I feel your pain, girl.

You could just go jump in your pond whenever you want.
Give the catfish a thrill.

NCmountainwoman said...

Bless you. I cannot imagine having the A/C out in this weather. Yes, I know about spring houses. My grandpa had one and we kids loved it. Up until the 50s, it was their refrigeration (in addition to an ice box) for milk, butter, eggs, etc. The water was so cool and pure.

Good luck on getting the repairs done quickly and inexpensively.

Anonymous said...

You deleted my comment but honestly, I am still curious why you would crate your dog all day without water. It was a genuine question.

KatDoc said...

Anon: I deleted the question because it didn't seem genuine, but inflammatory.

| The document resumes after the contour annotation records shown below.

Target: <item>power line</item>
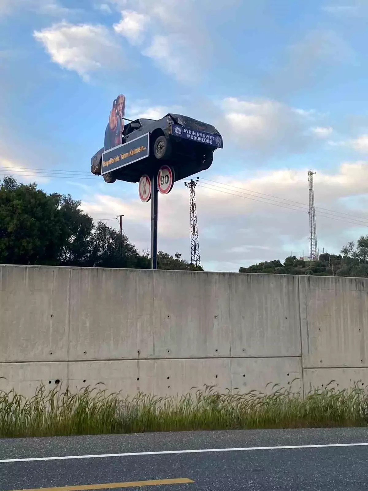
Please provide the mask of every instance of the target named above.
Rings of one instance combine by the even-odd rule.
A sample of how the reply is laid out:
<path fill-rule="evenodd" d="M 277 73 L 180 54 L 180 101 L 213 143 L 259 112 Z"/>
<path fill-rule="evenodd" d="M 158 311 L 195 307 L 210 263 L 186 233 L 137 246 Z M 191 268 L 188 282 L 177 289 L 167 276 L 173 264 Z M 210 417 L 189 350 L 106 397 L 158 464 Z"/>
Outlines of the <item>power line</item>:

I apologize if I misread the tone.

I crate my dogs when I am away because since they have gotten older one or both of them (I still haven't determined who is to blame) have started going to the bathroom in the house. If they are confined, they are "clean" while I am away.

Have you ever crated dogs? If so, you will know that one should not leave water in the crate. If you do, one of two things will happen: Either the dog will spill the water and have to sit in a wet crate the rest of the day (and still be without water) or it will drink all the water and then have to urinate. I can't imagine anything more uncomfortable than having to pee all day long and not being able to. If the dog can't hold it, then it urinates in the crate, which is a big mess and nasty, to boot.

They get plenty of water while I am home, and with the air on they are cool and comfortable. This day, when the A/C went out unexpectedly, was the only day I was ever worried about them being without water.

Anonymous said...

As a rule, I don't like crating because too many people use it as a substitute for properly caring for their pet. I have crated puppies while house-training them but I have also helped care for dogs who spent 8 hours a day, 5 days a week in the crate because their owners worked all day and did not trust the dogs in the house. I was the dogs' midday water and bathroom break.

So that plus a life of veterinary advice to make sure animals always have access to water, expecially in hot weather, made your comment jarring.

I still may not agree with you but I appreciate that you answered.